Khmer ASR Encoder Benchmark and Pretrained Checkpoints

This repository contains pretrained checkpoints and benchmarking results used to identify the most suitable speech encoder backbone for a Khmer Automatic Speech Recognition (ASR) system.

The goal of this project was to compare the transferability of different self-supervised speech representations for Khmer ASR before investing in large-scale fine-tuning.

Overview

Three widely used pretrained speech encoders were evaluated:

Whisper Base (openai/whisper-base)
WavLM Base
Wav2Vec2 Base

To ensure a fair comparison, each encoder was:

Initialized from publicly available pretrained weights.
Frozen during training.
Connected to a lightweight CTC classification head.
Trained and evaluated using the same Khmer speech datasets.
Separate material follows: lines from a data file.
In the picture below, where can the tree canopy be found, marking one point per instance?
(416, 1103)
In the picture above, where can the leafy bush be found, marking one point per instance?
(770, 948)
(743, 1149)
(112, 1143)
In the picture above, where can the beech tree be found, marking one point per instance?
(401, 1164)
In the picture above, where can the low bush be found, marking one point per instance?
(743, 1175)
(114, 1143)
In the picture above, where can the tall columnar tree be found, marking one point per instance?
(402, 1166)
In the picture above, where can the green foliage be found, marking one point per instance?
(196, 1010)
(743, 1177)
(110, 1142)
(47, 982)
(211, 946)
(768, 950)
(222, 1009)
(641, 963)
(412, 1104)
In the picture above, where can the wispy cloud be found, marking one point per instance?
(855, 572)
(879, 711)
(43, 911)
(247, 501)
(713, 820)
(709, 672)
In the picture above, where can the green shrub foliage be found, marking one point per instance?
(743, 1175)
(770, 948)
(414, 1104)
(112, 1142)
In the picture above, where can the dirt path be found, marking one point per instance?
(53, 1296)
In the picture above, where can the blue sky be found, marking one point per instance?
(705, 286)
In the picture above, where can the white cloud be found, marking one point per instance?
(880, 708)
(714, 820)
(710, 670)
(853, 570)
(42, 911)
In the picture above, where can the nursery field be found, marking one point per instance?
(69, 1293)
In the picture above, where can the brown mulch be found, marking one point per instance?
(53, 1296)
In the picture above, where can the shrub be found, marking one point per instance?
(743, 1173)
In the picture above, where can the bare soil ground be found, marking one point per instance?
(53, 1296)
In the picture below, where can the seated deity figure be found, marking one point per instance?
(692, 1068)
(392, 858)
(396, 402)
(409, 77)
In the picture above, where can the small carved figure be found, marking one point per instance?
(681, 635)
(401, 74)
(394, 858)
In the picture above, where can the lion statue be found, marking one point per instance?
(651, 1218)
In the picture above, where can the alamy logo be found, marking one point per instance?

The resulting validation CTC loss was used as the primary evaluation metric.

Training Methodology

Phase 1: Frozen Encoder Evaluation

For each backbone:

The encoder parameters were frozen.
A randomly initialized CTC head was attached.
Only the CTC head was trained.
Validation CTC loss was used to assess encoder quality.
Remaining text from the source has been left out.